In 1786–87, Tecumseh turned eighteen and two things occurred to ensure that the Shawnee would have many more battles against the Long Knives. The new U.S. Congress, desperate for revenue and hungry for more settlement, annexed the lands west of the Appalachians, which became known as the Northwest Territory. This guaranteed a new migration of settlers from the east, something the Shawnee and some other tribes would not tolerate. However, land sales faltered because prospective settlers were afraid to live in a war zone.

That autumn, a Long Knives’ militia crossed the Ohio near Limestone and hit a village that was only partially occupied because many people had moved off to winter hunting grounds.

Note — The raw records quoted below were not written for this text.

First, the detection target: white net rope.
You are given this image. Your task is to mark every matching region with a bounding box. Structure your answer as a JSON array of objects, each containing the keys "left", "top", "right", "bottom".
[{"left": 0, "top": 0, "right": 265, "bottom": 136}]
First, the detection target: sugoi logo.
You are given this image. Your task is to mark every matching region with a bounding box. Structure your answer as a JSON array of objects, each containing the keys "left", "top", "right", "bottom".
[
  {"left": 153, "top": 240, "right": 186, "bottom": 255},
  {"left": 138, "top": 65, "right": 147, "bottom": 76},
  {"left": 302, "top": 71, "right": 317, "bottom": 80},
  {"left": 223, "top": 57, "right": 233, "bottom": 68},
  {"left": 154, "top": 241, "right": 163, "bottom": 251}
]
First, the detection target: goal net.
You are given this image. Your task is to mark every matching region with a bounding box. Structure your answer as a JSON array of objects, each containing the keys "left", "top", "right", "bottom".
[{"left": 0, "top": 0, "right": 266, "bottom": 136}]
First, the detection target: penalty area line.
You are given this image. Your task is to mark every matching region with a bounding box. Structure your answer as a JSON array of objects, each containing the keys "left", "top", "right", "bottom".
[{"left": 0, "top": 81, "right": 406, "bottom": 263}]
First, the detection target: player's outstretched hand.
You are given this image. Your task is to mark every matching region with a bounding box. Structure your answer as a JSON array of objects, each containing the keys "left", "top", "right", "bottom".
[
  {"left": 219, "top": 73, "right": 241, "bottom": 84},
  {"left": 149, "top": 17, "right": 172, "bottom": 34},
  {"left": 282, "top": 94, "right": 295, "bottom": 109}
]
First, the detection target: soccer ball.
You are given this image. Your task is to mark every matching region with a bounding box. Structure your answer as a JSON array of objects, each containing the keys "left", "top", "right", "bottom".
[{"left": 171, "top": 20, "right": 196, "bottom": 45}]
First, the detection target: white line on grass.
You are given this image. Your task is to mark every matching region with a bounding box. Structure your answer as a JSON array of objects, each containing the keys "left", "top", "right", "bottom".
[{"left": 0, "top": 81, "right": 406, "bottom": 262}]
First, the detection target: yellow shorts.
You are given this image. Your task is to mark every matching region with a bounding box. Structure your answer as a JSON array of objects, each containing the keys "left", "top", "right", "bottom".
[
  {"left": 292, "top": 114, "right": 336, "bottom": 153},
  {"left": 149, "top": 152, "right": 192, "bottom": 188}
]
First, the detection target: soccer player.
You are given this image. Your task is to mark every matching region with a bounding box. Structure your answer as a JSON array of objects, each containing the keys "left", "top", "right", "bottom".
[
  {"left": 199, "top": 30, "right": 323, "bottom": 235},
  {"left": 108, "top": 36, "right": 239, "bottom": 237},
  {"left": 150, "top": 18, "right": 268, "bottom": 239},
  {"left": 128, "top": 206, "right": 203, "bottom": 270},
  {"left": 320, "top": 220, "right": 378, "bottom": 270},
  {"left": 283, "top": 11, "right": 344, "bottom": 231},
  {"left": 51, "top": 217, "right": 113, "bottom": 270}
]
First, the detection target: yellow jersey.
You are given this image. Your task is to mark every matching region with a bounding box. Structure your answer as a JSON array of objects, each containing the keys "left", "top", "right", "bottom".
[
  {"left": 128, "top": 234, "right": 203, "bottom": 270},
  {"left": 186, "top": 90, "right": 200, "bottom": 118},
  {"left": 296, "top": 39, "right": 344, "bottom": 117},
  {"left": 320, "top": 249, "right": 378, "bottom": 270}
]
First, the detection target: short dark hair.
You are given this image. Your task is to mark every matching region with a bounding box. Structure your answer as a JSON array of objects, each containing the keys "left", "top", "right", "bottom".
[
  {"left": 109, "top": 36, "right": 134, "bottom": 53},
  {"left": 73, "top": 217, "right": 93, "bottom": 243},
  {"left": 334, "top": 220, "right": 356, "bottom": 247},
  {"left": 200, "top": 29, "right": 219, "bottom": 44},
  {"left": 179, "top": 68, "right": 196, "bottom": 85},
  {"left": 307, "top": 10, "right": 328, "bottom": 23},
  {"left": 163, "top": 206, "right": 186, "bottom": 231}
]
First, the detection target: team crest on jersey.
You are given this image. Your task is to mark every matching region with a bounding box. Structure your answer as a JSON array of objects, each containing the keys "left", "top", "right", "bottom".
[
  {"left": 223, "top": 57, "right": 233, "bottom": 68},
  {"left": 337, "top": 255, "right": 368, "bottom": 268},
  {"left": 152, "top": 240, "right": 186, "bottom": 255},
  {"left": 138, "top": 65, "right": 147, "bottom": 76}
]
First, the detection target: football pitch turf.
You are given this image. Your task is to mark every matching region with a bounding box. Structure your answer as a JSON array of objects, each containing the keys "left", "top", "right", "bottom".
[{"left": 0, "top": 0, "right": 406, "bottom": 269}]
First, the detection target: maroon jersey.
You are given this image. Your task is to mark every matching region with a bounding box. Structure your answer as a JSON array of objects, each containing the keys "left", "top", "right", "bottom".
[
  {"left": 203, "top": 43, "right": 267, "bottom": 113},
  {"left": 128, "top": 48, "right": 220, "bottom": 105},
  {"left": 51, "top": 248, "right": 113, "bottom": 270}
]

Some of the villagers raised an American flag in a vain attempt to stop the attack. The Long Knives killed some villagers then rounded up the rest as prisoners. One prisoner was the elderly chief called Moluntha, who was interrogated by an American colonel about an earlier battle in which the Kentuckians had suffered a humiliating defeat. The colonel did not like the answers he received and hit the old chief with the flat side of a tomahawk, knocking him to the ground. As the old man struggled to get up, the colonel sunk the tomahawk into his skull, then scalped him.

More settlement, and more atrocities like the killing of a defenceless elder, enraged the Shawnee. They rampaged through what is now western Pennsylvania, West Virginia, eastern Ohio, and north Kentucky. One of their favourite spots was along the Ohio River, because the transportation artery floated hundreds of settlers downriver toward new homes and new lives in Kentucky. Tecumseh was a regular among the warriors who attacked settlers’ flatboats, rich targets loaded with livestock and household possessions. The Indians launched bark canoes or simply waited at narrow spots in the river to make interceptions. Sometimes they stood white captives on the shore as decoys to lure boats into landing.

The large flatboats, some nearly one hundred feet in length, were propelled and steered by long oars, requiring four to six men as crew. When they had to man the oars in difficult situations, the men could not fight back. That’s when the Indians poured musket balls and arrows at them.

Tecumseh was among a band of Indians that attacked a large flatboat being brought downriver by traders. The Shawnee captured the boat and killed all the people aboard, except one. This man was taken prisoner and later burned alive. Tecumseh watched the burning, but was young, with no status to interfere. The burning scene seared his memory. He told other warriors of his disgust of torture and promised himself that he would prevent such brutality in future.

Dislike of needless cruelty became a Tecumseh characteristic. He believed it was wrong to murder helpless captives and was not afraid to tell others.

“He was always averse to taking prisoners in his warfare,” Ruddell wrote later in life. “But when prisoners fell into his hands he always treated them with as much humanity as if they had been in the hands of civilized people — no burning — no torturing. He never tolerated the practice of killing women and children.”